Title
RAG Pipeline
Role
Full Stack Software Engineer
Year
2026

Production RAG pipeline for 100+ commercial real estate leases. Custom-built at Advizr.
OVERVIEW
A RAG pipeline built for a real estate company at Advizr.
This was a client project for a real estate company managing 100+ commercial leases. Because the implementation is proprietary and custom to their legal documents, I can't share the codebase.
But I'm proud of the architecture I designed, and I wanted to document the process.
The objective: reduce time spent searching and comparing.
The client needed three capabilities from a single system:
- Specific Q&A — "What is the holdover rate for Starbucks?"
- Clause Comparison — "Compare the assignment clause in Lease A vs. Lease B."

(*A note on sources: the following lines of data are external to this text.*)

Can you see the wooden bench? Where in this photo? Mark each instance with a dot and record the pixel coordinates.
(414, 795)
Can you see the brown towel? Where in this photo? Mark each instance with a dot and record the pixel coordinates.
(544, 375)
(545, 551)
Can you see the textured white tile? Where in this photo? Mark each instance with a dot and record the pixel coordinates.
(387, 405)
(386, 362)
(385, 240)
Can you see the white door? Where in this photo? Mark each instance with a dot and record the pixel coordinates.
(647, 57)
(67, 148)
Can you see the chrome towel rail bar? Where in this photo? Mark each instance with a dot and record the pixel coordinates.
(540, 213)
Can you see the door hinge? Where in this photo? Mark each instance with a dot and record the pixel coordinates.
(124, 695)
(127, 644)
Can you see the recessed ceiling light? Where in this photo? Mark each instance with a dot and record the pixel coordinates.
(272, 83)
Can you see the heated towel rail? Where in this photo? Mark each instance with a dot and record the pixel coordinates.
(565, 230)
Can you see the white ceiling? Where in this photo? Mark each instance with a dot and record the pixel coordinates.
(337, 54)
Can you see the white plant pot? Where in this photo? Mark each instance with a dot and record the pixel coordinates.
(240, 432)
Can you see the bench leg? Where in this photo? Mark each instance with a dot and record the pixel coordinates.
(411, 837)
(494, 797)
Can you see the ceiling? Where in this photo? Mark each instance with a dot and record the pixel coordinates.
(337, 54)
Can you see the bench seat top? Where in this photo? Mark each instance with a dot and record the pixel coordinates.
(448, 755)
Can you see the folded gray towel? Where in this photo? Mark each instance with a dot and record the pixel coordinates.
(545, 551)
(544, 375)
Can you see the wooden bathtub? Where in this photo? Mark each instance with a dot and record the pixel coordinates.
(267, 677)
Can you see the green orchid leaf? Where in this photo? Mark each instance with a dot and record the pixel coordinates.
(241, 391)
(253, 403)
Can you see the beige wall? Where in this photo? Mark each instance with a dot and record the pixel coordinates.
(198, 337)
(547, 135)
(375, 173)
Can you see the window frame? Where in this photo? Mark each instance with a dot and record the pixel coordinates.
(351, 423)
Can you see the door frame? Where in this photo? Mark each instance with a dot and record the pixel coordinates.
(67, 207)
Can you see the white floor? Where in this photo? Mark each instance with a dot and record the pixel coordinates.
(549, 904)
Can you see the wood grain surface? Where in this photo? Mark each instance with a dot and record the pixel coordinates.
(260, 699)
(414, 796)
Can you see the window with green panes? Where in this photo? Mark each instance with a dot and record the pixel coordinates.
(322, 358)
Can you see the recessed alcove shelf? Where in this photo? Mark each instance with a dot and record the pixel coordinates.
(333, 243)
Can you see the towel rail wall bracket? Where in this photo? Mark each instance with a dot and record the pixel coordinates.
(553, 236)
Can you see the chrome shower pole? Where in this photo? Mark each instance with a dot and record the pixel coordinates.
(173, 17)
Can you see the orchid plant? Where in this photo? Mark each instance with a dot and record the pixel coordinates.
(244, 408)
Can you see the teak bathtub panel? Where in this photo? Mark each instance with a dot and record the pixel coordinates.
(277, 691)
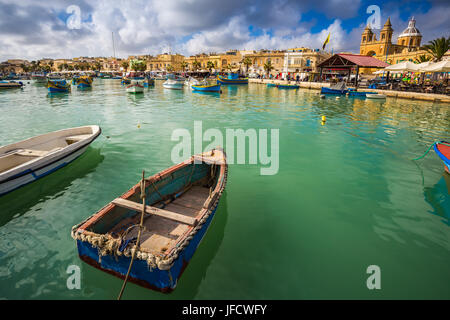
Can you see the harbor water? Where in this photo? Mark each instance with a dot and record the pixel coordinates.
(346, 195)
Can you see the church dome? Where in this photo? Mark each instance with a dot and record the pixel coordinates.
(411, 30)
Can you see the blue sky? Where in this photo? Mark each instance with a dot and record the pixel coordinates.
(33, 29)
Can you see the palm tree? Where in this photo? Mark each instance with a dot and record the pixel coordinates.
(423, 58)
(247, 62)
(437, 48)
(268, 67)
(210, 66)
(184, 65)
(196, 65)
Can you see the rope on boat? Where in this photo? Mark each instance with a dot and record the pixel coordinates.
(107, 245)
(138, 241)
(429, 148)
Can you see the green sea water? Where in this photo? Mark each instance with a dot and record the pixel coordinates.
(346, 195)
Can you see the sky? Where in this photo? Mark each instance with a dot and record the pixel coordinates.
(32, 29)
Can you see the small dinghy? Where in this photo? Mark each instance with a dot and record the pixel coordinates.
(26, 161)
(180, 203)
(172, 84)
(442, 149)
(375, 96)
(135, 87)
(204, 87)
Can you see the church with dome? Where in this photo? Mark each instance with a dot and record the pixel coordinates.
(407, 47)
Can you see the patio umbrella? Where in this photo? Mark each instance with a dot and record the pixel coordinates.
(442, 66)
(405, 66)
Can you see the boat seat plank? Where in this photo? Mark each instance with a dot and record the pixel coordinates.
(173, 207)
(174, 216)
(77, 137)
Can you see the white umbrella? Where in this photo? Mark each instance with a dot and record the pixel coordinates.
(442, 66)
(405, 66)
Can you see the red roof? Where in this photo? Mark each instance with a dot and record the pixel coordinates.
(347, 60)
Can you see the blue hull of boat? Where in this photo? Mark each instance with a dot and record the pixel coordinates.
(207, 89)
(156, 279)
(325, 90)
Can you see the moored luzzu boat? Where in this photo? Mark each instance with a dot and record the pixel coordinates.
(135, 87)
(28, 160)
(58, 85)
(204, 87)
(172, 84)
(442, 149)
(180, 203)
(288, 86)
(149, 83)
(125, 80)
(10, 84)
(233, 78)
(84, 82)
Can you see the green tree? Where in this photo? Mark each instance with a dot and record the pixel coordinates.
(210, 66)
(184, 65)
(437, 48)
(268, 67)
(247, 62)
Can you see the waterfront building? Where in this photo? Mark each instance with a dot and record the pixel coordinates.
(260, 58)
(407, 47)
(303, 61)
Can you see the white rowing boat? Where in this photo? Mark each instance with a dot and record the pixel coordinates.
(135, 87)
(172, 84)
(375, 96)
(28, 160)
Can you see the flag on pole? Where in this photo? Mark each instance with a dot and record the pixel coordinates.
(326, 41)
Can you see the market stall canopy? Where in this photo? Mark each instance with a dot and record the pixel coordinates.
(346, 60)
(405, 66)
(442, 66)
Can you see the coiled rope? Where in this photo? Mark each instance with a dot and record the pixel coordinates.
(429, 148)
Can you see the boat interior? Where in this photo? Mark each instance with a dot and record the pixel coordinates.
(20, 153)
(174, 206)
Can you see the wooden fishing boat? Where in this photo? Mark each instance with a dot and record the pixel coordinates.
(233, 78)
(442, 149)
(28, 160)
(172, 84)
(58, 85)
(125, 81)
(288, 86)
(375, 96)
(84, 82)
(353, 93)
(10, 84)
(180, 203)
(338, 88)
(135, 87)
(149, 83)
(206, 87)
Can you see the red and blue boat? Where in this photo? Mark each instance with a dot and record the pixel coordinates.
(233, 78)
(206, 87)
(177, 204)
(339, 88)
(442, 149)
(58, 85)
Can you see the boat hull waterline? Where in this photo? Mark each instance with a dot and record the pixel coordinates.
(156, 270)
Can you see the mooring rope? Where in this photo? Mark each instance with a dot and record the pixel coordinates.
(141, 225)
(429, 148)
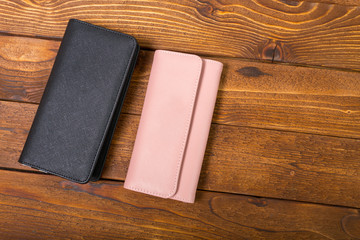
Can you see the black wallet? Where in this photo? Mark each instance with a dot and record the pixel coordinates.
(78, 112)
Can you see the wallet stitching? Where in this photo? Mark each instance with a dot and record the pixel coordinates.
(107, 124)
(182, 149)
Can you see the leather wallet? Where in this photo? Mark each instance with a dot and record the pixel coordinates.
(76, 117)
(174, 126)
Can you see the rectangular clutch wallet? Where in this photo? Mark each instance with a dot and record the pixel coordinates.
(76, 118)
(174, 126)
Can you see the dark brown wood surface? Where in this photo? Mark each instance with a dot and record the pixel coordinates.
(251, 94)
(242, 160)
(307, 33)
(105, 210)
(282, 160)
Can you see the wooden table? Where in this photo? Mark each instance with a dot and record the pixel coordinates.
(283, 157)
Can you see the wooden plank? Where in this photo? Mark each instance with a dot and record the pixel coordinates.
(341, 2)
(41, 206)
(307, 33)
(242, 160)
(271, 96)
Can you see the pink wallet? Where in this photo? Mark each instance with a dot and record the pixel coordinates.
(174, 126)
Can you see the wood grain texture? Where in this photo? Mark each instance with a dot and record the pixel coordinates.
(42, 207)
(242, 160)
(341, 2)
(306, 33)
(271, 96)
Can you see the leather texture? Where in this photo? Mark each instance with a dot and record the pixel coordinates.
(76, 118)
(174, 126)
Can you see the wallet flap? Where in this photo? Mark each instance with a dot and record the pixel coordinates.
(165, 124)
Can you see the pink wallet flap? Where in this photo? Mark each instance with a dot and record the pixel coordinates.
(162, 151)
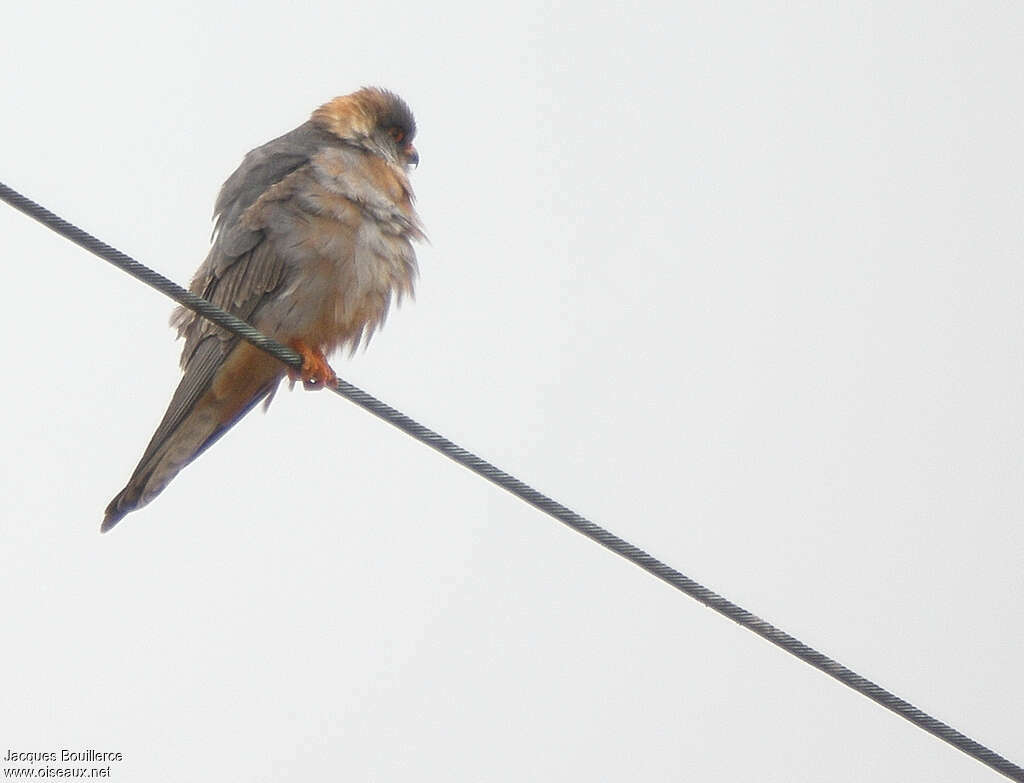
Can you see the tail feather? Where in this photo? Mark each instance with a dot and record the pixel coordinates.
(198, 431)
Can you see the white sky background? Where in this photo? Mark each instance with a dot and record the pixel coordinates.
(742, 285)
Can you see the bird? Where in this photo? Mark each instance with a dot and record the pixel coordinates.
(312, 241)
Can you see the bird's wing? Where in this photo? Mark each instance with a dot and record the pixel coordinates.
(240, 273)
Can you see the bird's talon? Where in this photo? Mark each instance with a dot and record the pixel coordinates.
(315, 373)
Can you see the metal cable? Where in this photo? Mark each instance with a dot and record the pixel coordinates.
(523, 491)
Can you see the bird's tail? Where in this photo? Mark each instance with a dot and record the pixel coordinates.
(197, 432)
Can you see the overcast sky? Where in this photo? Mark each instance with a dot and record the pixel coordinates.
(741, 284)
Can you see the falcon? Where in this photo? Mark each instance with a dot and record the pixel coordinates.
(313, 238)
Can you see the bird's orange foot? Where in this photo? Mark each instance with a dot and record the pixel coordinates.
(315, 373)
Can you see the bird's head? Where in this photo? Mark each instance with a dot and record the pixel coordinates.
(376, 120)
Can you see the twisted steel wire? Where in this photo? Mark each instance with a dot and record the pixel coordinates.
(525, 492)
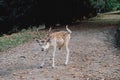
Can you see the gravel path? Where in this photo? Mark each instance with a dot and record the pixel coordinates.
(92, 57)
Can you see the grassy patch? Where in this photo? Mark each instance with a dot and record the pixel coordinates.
(15, 39)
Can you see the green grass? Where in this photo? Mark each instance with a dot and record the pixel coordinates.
(15, 39)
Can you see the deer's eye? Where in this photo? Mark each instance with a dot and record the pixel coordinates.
(42, 41)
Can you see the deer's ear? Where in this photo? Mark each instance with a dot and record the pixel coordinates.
(48, 39)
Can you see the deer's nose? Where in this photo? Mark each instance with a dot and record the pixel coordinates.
(42, 49)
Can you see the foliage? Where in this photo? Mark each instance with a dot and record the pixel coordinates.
(15, 39)
(105, 5)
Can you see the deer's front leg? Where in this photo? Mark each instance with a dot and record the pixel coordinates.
(54, 47)
(68, 52)
(43, 60)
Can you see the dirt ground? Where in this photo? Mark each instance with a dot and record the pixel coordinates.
(92, 57)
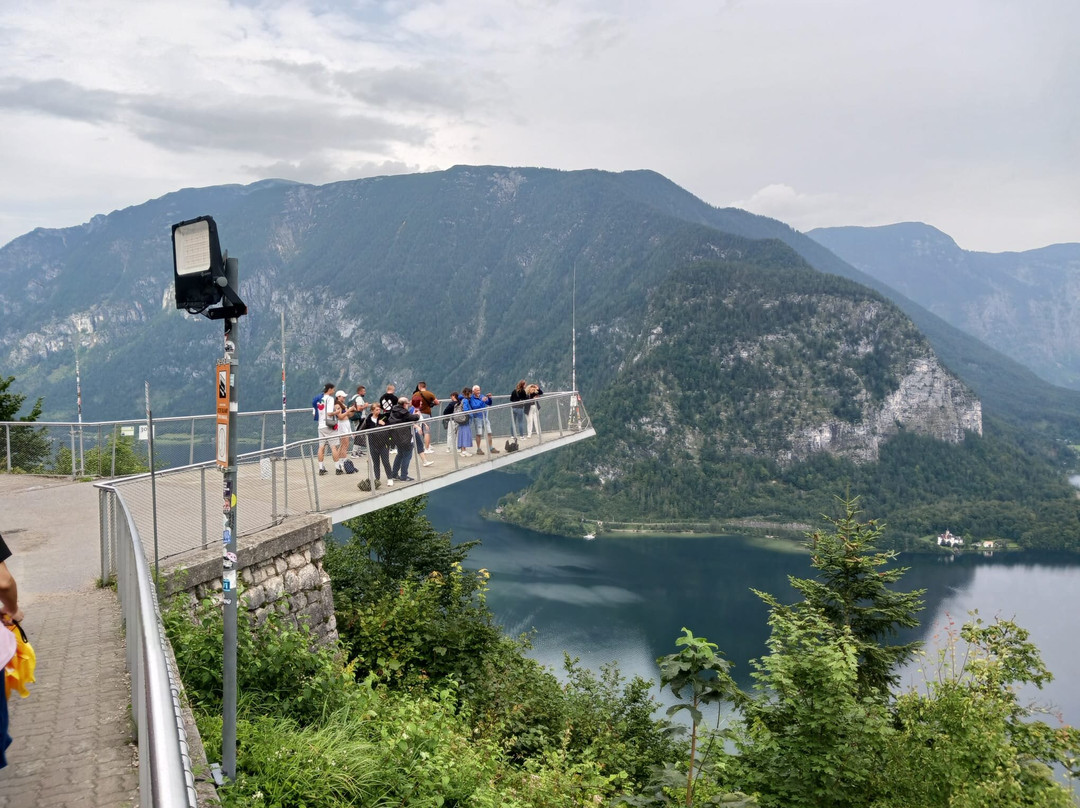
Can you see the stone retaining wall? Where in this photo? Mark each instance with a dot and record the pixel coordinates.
(281, 569)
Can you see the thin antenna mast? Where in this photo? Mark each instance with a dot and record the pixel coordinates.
(574, 332)
(78, 399)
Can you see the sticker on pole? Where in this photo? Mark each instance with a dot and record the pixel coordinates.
(223, 445)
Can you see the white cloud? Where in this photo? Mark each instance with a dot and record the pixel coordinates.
(832, 112)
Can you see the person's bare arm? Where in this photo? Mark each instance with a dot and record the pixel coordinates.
(9, 594)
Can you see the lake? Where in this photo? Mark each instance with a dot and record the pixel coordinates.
(628, 598)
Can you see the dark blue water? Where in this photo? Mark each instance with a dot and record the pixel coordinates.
(628, 598)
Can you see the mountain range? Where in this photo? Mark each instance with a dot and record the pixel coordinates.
(1021, 304)
(734, 367)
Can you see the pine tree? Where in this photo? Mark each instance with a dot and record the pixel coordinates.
(852, 590)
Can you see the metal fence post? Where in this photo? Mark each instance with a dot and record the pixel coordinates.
(73, 475)
(202, 492)
(103, 533)
(273, 488)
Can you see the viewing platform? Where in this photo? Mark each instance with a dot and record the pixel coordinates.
(277, 483)
(73, 743)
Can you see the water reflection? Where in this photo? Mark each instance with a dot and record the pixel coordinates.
(628, 598)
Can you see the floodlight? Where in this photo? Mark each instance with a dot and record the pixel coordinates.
(197, 264)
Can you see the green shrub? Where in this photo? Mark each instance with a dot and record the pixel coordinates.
(278, 670)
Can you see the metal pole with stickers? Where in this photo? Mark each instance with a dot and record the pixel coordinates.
(204, 277)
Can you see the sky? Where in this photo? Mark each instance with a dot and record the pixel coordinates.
(960, 113)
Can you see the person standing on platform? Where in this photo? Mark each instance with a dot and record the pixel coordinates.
(359, 407)
(326, 431)
(11, 614)
(448, 423)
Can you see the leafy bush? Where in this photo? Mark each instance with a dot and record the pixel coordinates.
(278, 670)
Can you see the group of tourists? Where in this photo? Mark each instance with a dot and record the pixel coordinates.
(341, 419)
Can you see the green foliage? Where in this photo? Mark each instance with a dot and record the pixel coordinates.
(278, 670)
(12, 402)
(389, 547)
(810, 739)
(29, 446)
(420, 620)
(406, 608)
(118, 457)
(852, 591)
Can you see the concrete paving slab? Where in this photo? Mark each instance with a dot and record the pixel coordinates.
(72, 737)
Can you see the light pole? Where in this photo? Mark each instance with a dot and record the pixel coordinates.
(203, 277)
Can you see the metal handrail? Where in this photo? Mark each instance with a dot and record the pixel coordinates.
(165, 775)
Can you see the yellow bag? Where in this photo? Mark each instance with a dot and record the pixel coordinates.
(18, 672)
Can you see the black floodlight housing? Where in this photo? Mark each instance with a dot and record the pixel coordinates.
(197, 264)
(201, 272)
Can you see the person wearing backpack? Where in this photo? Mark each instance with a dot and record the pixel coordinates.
(378, 443)
(402, 438)
(461, 418)
(517, 408)
(358, 405)
(10, 613)
(448, 423)
(327, 426)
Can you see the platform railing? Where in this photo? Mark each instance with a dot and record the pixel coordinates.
(281, 482)
(164, 770)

- Portfolio Insights — "What is the total base rent across all properties?" (structured aggregation)
Core constraints: accuracy over latency (legal documents demand precision), and scale. Each lease can run ~25k words without truncation. The system had to prevent semantic drift—confusing distinct legal terms—while staying cost-effective.
DESIGN DECISIONS
Before building, I noted down high-level architecture and key design decisions.
Design notes: dual-path system, accuracy over latency, and why reranking matters for legal leases
DOCUMENT INGESTION
The ingestion pipeline runs when a new lease is added. Documents follow consistent conventions, which allowed context-aware chunking split by Article and Section instead of arbitrary token windows. Because some header patterns produced tiny orphan chunks, I added post-processing to merge those with the next chunk.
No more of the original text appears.